Roswell Rudd And Duck Baker Live
Live
Dot Time
This is one that broke late in 2021 that we’d be remiss to overlook. It is not often that one finds duets between trombone and fingerstyle guitar to begin with and considering that the trombonist is the late legendary Roswell Rudd along with the renowned finger stylist Duck Baker, this pairing merits attention.

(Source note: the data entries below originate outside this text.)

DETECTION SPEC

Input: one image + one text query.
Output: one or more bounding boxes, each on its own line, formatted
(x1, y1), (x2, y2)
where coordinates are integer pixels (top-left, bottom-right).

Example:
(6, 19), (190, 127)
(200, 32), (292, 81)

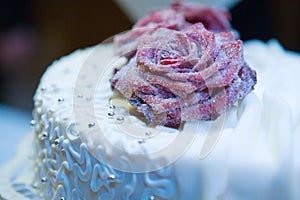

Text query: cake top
(111, 2), (256, 127)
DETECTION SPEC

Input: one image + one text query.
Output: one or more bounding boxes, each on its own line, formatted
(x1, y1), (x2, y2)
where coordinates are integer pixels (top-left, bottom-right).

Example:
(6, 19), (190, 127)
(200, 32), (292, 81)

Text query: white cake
(28, 41), (300, 200)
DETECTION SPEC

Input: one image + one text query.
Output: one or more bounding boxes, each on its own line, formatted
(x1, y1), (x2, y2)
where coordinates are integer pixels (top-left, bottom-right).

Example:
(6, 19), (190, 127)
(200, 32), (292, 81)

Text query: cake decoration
(111, 2), (256, 127)
(114, 1), (231, 57)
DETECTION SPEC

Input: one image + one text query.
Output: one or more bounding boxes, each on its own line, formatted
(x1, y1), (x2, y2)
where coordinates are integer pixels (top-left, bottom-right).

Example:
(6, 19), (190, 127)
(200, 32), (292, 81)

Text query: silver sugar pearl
(39, 131), (49, 140)
(41, 86), (47, 92)
(30, 119), (36, 126)
(107, 111), (115, 118)
(145, 131), (152, 135)
(57, 97), (64, 102)
(108, 104), (116, 109)
(41, 177), (48, 184)
(116, 116), (124, 124)
(88, 122), (96, 128)
(31, 183), (39, 189)
(138, 139), (145, 144)
(54, 138), (60, 147)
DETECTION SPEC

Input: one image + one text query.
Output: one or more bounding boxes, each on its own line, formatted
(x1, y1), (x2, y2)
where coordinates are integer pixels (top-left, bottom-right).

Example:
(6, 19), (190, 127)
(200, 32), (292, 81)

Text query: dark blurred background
(0, 0), (300, 112)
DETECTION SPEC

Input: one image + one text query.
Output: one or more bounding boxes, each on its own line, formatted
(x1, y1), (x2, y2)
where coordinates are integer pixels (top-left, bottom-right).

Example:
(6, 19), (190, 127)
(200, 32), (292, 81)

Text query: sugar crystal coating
(111, 2), (256, 127)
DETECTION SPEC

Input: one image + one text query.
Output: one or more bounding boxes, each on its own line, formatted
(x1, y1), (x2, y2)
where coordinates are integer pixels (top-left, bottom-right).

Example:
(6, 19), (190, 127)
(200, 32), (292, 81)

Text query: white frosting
(34, 41), (300, 200)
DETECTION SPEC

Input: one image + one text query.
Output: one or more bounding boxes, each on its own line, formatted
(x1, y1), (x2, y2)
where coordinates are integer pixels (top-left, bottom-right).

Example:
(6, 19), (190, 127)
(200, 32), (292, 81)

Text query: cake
(31, 2), (300, 200)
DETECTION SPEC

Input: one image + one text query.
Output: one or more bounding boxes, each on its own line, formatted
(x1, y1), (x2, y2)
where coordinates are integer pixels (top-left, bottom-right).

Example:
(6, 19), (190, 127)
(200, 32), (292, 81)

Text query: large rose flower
(112, 23), (256, 126)
(114, 1), (231, 57)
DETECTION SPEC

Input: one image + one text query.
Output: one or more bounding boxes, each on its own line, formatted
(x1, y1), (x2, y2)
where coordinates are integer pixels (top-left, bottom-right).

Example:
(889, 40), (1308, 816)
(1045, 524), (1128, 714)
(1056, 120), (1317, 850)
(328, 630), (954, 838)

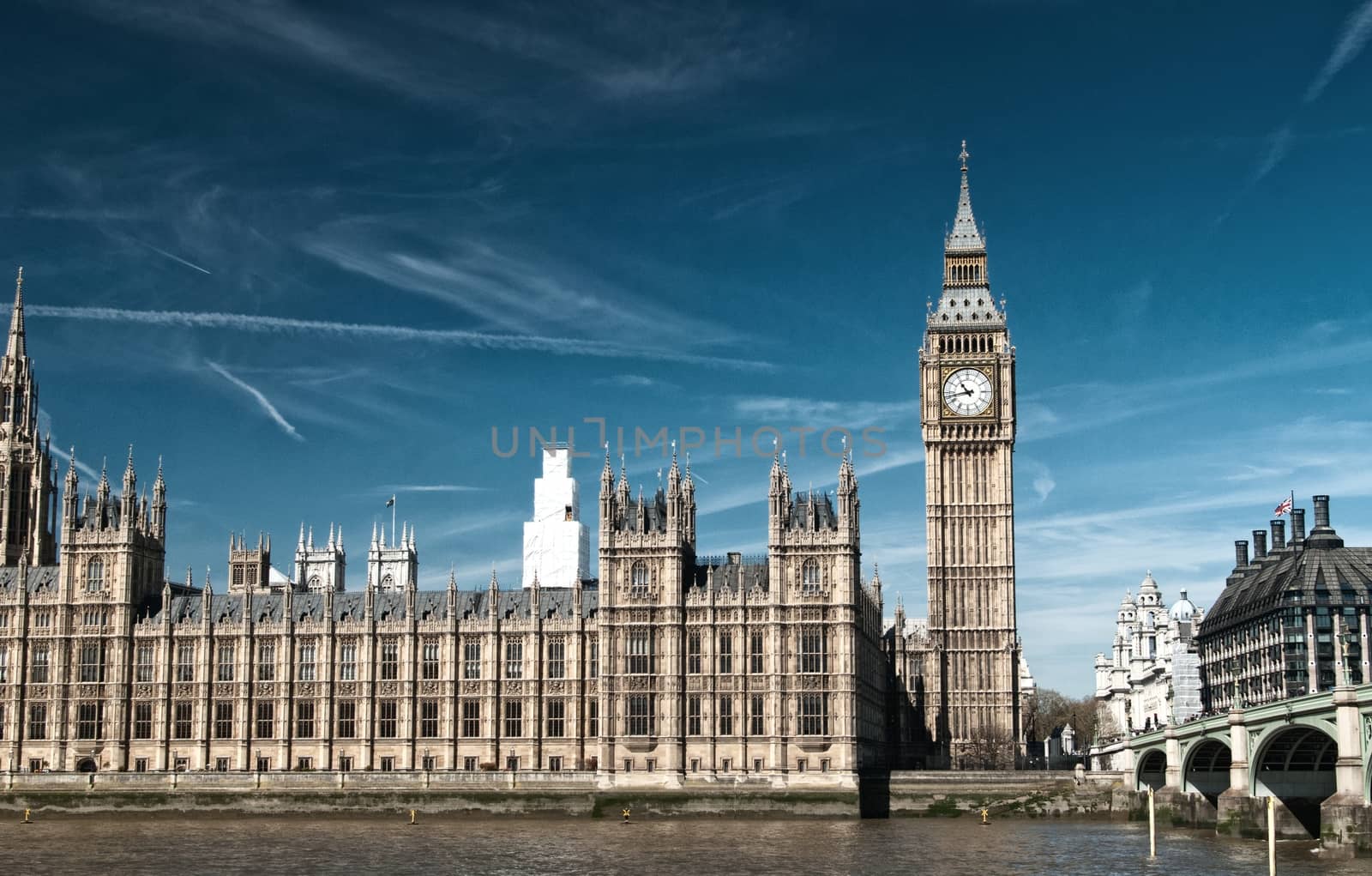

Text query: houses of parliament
(0, 153), (1022, 785)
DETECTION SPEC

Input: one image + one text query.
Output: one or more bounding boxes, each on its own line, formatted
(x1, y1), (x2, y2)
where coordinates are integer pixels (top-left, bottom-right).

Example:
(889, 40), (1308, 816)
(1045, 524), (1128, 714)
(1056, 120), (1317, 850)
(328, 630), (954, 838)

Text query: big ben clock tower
(919, 142), (1020, 766)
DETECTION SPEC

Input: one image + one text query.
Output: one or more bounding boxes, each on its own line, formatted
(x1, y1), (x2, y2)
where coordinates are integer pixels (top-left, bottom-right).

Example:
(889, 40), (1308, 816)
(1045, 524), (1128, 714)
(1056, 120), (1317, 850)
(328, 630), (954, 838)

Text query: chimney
(1312, 496), (1329, 531)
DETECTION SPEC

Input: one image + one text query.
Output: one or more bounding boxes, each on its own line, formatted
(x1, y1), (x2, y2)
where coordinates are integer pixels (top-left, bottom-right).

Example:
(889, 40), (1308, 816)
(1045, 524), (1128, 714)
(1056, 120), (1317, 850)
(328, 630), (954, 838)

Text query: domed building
(1096, 571), (1203, 741)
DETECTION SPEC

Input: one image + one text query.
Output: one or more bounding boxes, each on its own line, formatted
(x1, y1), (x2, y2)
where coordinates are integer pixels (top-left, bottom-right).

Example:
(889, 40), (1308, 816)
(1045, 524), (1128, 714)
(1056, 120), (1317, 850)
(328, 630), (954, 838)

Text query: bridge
(1102, 684), (1372, 854)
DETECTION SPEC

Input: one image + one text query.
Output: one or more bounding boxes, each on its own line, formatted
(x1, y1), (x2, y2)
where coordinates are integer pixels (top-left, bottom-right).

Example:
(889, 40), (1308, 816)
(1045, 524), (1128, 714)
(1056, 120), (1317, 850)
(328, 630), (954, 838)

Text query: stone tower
(295, 523), (347, 593)
(0, 268), (57, 565)
(366, 523), (420, 592)
(919, 142), (1020, 766)
(597, 448), (695, 773)
(229, 533), (272, 593)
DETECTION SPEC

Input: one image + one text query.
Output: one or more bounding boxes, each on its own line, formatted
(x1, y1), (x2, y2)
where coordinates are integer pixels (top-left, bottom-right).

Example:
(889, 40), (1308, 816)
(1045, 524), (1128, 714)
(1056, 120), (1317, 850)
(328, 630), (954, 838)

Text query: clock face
(944, 368), (990, 416)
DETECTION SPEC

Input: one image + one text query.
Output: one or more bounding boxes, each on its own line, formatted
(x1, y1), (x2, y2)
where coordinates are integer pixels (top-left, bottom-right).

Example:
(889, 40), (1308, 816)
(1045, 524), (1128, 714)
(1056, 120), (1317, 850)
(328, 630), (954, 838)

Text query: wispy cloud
(302, 236), (739, 346)
(204, 361), (304, 441)
(25, 305), (777, 372)
(1020, 456), (1058, 504)
(595, 373), (677, 390)
(52, 445), (100, 480)
(129, 238), (210, 273)
(400, 0), (798, 100)
(1305, 0), (1372, 103)
(1249, 124), (1291, 185)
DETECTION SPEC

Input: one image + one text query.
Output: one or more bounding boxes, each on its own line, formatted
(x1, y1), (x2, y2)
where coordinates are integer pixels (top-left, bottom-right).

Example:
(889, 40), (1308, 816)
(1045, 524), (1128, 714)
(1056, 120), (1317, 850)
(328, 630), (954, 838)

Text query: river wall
(0, 771), (1120, 819)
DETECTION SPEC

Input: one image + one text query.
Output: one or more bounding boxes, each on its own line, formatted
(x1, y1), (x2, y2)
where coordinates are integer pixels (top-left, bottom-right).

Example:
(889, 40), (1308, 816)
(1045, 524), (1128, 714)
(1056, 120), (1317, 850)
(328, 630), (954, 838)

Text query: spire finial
(5, 266), (26, 359)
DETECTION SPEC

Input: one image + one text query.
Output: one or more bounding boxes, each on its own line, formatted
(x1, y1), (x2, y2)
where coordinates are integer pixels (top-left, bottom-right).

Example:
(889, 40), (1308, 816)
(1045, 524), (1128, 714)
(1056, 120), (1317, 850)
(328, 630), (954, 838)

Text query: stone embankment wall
(890, 770), (1122, 819)
(0, 771), (1120, 819)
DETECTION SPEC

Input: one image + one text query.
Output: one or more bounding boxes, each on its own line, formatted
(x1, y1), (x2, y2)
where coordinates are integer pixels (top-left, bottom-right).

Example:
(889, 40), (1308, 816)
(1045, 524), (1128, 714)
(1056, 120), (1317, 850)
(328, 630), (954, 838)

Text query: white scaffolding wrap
(524, 448), (590, 588)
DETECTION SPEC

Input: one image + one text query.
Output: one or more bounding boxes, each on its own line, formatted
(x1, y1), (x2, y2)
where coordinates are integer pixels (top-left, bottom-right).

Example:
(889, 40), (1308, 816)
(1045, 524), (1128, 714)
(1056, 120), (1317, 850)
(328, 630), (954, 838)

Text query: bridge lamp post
(1339, 629), (1357, 688)
(1224, 658), (1243, 709)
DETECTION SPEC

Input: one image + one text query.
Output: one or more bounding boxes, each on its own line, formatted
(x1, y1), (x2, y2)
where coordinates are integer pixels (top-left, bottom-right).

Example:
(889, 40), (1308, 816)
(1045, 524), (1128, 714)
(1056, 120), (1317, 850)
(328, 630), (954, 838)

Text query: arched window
(87, 559), (105, 593)
(629, 560), (647, 599)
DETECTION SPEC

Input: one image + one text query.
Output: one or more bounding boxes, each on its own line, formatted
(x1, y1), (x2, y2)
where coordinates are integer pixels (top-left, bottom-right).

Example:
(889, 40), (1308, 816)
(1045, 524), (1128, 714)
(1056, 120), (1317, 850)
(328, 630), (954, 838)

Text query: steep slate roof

The recording, Live, fits well on these pages too because even though Rudd, for one, made his reputation mostly in avant-garde jazz, the major takeaway from these unearthed recordings, is some monstrous blues playing.
The stellar audio that makes up this vinyl set was recorded live at two performances from the great duo – tracks 1-2 and 6-8 were recorded at The Outpost in Albuquerque, NM in 2004 while tracks 3-5 and 9-10 were recorded at Tonic in New York City in 2002. This is the first time these recordings appear on record.
Baker describes his meeting with Rudd and the sessions as follows, “I got to know Roswell Rudd’s music as a teenager in the mid-1960s. He was on the very first free jazz record I ever heard, Archie Shepp’s Four For Trane, and shared front line duties on the incredible New York Art Quartet LP on ESP-Disk’. I followed his recording career as closely as I could from then on.” It was not until 1996 when Baker was doing research for his release Spinning Song: Duck Baker Plays the Music of Herbie Nichols that Baker and Rudd would connect. Baker remarks, “I was nervous about calling one the heroes of my youth for help, but Roswell demonstrated endless patience and the willingness to answer countless questions about Nichols, the musician and the man.”
Live has eight duets with two bonus tracks devoted mostly to the music of two pianists that each of the players find inspirational, Thelonious Monk and Herbie Nichols. Yet, as the above quote points out, Rudd was a dear friend of Nichols and often collaborated with him until Nichols’ untimely death from leukemia at just 44 years old. Rudd also met Monk when he first arrived in New York in the ‘50s and throughout his career demonstrated an uncanny ability to replicate Monk’s angular, unpredictable piano lines on the trombone. This album marks Rudd’s final foray into the land of Monk, as well as his last interpretation of the music of his former bandleader and friend, Herbie Nichols.
Baker’s thoughtful accompaniment act as the perfect complement to Rudd’s free-wheeling improvisation but the only quibble is that the guitar in many cases needs to be raised in the mix as the trombone dominates to the point where it just seems unfair at times. Understandably, Rudd, the elder, leads with Baker usually providing harmonic ‘call and response’-like reactions, perhaps best exemplified in “Melancholy People.” Maybe as he alludes to in this quote, Baker was slightly intimidated in the presence of the legend. – “The whole process was enormously challenging and exhilarating. I still remember how surprised I was when Roswell told the audience after we played one of our collage pieces that I was the only person who could do this with him. My reaction was “I can do this?” I’m still not sure about that, but I was one of many, many younger players who gained invaluable insights working with this great musical spirit. He connected us not only to the beginnings of free jazz but also, through the musicians he had known and worked with himself, to the beginnings of jazz.”
This is a singular recording worth seeking out for fans of jazz and blues alike. It may be the only pairing of its kind.